Are we about to enter an era when a college quarterback’s social media earnings will be followed as closely as QPR?
While college football tries to fight its way through the COVID-19 pandemic, the implementation of NIL has quietly progressed behind the scenes. By this time next year, it is almost assured the likes of Rattler will be leading a new wave of millionaires.
Only a portion of it will have to do with their on-field accomplishments.
That’s where Rattler’s self-awareness comes in. Before throwing that eighth career pass, he has already built up a social media following that would earn him more than $740,000 this year, according to an estimate by Opendorse, a technology-based social media firm from Lincoln, Nebraska.
“I don’t think, I know he is savvy about that value,” Zupke said. “That’s something he created. … I would tell these guys, ‘Take it. Ride her until she bucks.’ What a great opportunity.”
Rattler already developed his own apparel line in high school (NappyHeadz). He was the subject of a Netflix documentary, “QB1.” He is a YouTube regular. Rattler was the Elite 11 MVP in 2018. SportsLine has him among the top five Heisman Trophy candidates before starting a game.

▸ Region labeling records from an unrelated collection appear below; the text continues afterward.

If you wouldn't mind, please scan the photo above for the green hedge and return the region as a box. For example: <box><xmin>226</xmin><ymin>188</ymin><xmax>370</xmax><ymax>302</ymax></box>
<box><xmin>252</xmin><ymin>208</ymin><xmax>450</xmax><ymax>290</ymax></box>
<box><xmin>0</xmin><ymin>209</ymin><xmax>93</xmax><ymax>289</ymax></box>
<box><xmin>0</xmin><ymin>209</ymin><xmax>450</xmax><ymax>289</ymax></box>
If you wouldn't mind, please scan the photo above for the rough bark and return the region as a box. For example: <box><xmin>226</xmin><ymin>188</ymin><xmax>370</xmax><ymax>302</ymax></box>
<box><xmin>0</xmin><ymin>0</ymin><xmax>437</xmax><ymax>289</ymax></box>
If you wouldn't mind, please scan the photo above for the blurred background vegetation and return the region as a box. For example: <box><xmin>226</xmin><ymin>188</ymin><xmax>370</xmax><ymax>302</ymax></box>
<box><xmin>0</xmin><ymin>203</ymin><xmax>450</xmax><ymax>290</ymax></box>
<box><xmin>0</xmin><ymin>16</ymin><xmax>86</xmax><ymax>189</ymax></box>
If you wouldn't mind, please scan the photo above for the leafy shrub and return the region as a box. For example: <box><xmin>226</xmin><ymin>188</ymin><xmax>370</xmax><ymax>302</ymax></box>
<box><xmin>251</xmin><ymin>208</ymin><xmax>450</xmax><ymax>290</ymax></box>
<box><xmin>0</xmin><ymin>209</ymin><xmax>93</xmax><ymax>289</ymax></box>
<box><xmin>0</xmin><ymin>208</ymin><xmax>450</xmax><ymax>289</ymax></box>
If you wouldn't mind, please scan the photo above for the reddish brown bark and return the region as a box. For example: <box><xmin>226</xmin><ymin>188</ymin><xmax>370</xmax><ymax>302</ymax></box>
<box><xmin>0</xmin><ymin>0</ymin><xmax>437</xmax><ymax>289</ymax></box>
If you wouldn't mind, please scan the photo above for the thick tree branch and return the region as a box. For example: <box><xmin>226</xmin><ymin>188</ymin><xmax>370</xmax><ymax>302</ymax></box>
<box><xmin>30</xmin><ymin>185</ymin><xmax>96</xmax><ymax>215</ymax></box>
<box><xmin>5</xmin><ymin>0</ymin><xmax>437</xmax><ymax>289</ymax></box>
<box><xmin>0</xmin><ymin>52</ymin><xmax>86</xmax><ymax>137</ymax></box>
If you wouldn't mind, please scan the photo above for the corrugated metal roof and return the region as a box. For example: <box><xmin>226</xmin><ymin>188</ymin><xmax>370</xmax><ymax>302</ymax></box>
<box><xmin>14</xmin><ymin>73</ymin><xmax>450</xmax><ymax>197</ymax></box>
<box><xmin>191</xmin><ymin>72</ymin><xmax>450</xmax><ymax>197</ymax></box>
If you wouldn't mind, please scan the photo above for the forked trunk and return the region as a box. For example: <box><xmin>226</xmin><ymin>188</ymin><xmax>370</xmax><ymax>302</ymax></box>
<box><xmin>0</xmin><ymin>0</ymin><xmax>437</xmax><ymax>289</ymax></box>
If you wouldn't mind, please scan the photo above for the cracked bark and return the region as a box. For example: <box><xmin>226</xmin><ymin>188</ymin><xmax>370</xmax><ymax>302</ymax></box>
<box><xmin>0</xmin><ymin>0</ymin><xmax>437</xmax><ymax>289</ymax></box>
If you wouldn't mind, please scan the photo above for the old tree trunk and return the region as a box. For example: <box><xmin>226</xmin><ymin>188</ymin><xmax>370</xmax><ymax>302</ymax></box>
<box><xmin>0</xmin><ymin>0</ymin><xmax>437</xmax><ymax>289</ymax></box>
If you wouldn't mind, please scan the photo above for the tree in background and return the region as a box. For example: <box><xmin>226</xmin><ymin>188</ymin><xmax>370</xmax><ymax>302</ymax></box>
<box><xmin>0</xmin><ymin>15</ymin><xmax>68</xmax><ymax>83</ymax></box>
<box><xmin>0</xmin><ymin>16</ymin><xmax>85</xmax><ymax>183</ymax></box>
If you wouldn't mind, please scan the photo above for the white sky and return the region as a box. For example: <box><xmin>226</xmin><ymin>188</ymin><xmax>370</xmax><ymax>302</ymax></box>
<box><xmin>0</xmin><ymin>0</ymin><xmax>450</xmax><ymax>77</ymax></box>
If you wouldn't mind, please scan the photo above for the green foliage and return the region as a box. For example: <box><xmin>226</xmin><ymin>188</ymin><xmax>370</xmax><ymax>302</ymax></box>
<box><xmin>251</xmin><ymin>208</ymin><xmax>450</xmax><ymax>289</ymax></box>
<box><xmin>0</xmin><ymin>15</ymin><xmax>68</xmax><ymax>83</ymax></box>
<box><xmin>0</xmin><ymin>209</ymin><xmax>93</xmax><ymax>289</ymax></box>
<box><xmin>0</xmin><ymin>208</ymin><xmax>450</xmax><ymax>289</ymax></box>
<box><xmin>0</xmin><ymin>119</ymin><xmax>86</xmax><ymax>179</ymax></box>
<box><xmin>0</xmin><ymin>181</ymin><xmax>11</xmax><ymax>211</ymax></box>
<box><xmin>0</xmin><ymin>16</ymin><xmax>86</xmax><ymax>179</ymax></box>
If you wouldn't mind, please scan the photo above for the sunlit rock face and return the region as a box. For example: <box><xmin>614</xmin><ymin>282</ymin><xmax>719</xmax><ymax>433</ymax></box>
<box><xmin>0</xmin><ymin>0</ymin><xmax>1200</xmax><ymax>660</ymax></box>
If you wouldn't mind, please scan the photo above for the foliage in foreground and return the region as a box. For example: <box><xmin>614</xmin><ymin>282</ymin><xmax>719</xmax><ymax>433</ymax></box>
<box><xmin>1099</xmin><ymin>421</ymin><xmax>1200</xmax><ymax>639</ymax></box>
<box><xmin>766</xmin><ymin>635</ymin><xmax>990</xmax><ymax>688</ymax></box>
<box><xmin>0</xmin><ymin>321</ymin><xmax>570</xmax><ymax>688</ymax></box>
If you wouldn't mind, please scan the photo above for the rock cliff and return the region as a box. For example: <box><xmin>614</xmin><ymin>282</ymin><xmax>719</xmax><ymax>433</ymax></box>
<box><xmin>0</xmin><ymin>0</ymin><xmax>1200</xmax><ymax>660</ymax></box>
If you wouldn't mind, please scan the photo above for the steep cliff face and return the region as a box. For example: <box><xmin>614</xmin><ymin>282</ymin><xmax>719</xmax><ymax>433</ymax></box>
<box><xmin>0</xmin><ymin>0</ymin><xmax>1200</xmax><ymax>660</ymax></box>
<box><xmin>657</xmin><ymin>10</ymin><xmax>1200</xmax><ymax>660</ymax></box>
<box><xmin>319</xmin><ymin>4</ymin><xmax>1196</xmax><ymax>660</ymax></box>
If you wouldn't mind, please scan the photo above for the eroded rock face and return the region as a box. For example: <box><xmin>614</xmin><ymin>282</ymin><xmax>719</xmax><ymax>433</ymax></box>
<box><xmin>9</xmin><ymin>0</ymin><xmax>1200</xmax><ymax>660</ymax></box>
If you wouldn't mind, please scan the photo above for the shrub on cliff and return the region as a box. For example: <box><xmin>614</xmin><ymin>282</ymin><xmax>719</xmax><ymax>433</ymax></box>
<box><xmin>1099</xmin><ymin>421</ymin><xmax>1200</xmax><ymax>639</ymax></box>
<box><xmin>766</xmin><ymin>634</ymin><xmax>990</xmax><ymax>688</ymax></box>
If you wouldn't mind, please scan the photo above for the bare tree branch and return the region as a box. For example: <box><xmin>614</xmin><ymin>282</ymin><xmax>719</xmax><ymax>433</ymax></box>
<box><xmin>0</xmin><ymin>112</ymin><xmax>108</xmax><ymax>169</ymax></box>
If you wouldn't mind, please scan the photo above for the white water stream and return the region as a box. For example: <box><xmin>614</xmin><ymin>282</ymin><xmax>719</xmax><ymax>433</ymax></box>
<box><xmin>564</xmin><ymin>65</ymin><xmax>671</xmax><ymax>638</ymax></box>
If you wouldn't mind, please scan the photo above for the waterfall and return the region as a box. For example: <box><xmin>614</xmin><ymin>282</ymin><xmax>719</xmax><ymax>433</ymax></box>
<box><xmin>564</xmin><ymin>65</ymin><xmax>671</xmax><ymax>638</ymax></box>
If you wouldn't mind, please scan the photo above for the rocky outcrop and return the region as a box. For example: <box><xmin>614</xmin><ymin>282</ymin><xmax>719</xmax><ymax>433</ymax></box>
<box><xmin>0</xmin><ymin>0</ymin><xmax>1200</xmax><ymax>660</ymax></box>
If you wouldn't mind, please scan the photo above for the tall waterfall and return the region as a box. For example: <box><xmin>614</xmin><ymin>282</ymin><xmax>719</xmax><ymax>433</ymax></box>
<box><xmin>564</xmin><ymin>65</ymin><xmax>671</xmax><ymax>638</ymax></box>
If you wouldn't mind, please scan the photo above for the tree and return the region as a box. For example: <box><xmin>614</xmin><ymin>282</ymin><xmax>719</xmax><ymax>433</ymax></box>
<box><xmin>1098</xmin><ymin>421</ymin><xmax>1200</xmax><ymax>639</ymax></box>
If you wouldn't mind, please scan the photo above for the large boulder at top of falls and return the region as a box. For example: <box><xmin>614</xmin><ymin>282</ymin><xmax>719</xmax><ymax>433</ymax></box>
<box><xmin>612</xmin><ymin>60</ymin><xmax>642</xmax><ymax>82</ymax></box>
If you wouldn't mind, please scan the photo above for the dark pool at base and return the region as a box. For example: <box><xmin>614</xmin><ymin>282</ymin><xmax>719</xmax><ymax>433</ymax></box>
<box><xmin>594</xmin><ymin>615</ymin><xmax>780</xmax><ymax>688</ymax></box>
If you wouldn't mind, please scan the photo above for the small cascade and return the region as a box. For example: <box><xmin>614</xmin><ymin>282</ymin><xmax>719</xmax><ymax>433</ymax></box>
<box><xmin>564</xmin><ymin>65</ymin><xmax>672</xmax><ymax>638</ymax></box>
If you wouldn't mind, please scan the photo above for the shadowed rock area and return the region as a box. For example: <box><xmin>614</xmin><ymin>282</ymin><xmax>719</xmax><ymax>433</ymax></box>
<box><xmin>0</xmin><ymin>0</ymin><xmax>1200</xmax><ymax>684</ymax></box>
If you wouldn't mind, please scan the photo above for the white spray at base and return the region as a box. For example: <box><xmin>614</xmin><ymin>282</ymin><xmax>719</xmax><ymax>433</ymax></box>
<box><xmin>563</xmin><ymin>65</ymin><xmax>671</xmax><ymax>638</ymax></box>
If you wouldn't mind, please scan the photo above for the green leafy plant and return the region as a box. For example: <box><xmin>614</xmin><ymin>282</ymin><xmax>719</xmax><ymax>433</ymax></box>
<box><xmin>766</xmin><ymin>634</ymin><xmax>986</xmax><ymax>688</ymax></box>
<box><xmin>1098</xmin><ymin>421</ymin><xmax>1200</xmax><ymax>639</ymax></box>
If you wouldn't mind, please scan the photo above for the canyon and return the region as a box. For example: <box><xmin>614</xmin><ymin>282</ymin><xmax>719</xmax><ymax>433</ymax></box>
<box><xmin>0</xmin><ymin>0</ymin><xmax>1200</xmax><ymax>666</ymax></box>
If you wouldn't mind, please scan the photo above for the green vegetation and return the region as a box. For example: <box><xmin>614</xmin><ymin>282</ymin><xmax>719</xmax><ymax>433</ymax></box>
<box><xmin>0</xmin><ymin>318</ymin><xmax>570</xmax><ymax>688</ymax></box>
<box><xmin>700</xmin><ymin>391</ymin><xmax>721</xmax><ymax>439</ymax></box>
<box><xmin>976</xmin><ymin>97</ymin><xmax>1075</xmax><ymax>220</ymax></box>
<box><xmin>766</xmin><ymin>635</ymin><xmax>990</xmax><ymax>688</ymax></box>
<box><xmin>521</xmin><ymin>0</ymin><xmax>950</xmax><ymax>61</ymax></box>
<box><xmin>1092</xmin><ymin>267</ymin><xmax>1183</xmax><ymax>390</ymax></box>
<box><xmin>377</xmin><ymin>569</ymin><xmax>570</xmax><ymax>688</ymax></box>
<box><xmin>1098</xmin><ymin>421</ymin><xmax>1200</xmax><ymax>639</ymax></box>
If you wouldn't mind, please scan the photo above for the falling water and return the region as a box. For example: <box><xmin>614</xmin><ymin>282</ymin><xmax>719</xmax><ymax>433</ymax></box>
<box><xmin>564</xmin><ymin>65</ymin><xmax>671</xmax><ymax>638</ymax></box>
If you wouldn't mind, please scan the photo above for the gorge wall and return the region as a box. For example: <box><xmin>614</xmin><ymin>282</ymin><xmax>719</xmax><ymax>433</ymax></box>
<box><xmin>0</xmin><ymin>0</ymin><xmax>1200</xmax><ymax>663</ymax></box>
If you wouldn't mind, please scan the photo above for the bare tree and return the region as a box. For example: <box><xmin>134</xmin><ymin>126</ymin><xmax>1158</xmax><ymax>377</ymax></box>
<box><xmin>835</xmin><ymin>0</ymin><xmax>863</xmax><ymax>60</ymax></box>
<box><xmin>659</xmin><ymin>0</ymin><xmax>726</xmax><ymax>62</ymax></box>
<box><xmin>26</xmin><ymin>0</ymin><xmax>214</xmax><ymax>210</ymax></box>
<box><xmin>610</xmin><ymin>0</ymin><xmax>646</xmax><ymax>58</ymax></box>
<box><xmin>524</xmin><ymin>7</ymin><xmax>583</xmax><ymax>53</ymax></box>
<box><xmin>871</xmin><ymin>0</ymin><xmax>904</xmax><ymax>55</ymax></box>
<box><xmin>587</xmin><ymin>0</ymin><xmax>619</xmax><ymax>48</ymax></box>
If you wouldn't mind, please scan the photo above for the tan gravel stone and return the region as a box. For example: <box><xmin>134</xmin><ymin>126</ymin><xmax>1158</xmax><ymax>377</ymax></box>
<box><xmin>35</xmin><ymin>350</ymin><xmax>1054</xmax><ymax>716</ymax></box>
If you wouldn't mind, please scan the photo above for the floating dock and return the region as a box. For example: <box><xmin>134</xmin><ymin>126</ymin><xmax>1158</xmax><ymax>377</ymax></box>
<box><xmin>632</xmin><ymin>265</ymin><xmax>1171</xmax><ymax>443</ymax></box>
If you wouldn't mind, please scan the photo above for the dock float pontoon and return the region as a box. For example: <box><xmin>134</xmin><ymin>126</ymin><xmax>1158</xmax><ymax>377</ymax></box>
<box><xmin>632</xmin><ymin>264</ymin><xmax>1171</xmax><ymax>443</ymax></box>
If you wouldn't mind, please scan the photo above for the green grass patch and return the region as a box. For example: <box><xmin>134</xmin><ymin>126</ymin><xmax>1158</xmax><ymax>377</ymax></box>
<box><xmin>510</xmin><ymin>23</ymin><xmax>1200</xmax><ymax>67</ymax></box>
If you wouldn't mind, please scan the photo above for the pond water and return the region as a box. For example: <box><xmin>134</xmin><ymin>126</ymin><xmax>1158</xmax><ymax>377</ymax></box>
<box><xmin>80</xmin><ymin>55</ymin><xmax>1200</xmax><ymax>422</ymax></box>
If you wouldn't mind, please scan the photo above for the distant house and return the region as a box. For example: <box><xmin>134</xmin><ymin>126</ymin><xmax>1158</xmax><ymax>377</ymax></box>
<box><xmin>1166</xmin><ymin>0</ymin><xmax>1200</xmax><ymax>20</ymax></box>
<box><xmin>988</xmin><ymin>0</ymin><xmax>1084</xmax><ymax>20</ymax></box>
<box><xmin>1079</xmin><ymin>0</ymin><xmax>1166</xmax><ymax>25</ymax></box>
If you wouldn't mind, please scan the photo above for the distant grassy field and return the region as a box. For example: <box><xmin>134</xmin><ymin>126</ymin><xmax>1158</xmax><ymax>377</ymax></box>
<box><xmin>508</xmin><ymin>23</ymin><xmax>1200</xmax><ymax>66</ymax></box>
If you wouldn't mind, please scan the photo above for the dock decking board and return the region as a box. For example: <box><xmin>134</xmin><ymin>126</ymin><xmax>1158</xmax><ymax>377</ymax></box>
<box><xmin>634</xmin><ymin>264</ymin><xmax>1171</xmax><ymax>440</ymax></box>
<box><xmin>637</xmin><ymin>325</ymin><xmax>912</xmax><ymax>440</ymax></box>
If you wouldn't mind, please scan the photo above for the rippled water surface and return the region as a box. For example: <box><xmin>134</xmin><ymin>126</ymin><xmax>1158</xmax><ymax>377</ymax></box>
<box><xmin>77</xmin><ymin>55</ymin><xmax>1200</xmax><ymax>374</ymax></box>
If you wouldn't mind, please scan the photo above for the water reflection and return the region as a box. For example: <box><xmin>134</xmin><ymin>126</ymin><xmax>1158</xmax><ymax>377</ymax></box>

The $740,000 estimate on Rattler would place him third nationally among college football players in social media earnings. That is, when the NCAA allows it. It won’t until next year. Still, you should get used to this new culture.
“Spencer Rattler gets it, and he hasn’t even played a down yet,” said Opendorse CEO Blake Lawrence, exaggerating just a little. “He just gets it.”
It should be no surprise Rattler was the least experienced of 18 top college players whose potential social media earnings were calculated for CBS Sports by Opendorse.
But, sure, let’s worry about Joe’s Tire Mart throwing a few thousand some kid’s way to entice him to play for dear old Whattsamatta U.